Updating example with intro

surh · surh · commit a775e0d97b47 · 2022-06-06T13:08:53.000-07:00
diff --git a/extended_example.Rmd b/extended_example.Rmd
@@ -7,17 +7,83 @@ output:
     toc: TRUE
 ---
 
+# Introduction
+
+In this extended example I go through every step to produce a relative
+abundance barplot that represents bacterial communities living in
+individual hosts. 
+
+Bacterial communities are everywhere, and when we characterize them
+it is important to describe they overall taxonomic structure as that
+gives us clues as to what types of functions might be performed by the
+community.
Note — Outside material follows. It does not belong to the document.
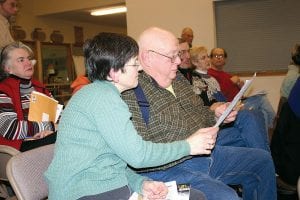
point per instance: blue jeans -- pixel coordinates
(252, 168)
(261, 103)
(248, 130)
At the same time, it is important to show the variability
+of these communities and thus it is useful to plot them at the lowest
+aggregation level possible.
+
+In this example, I utilize data from a big experiment that
+was published [here](https://www.nature.com/articles/nature11237). In
+that experiment, we planted individual *Arabidopsis thaliana* plants in
+individual pots. The pots each had one of two types of natural soil,
+each from two different seasons. We planted eight different accessions in
+each of those soils, and plants were harvested at two developmental stages.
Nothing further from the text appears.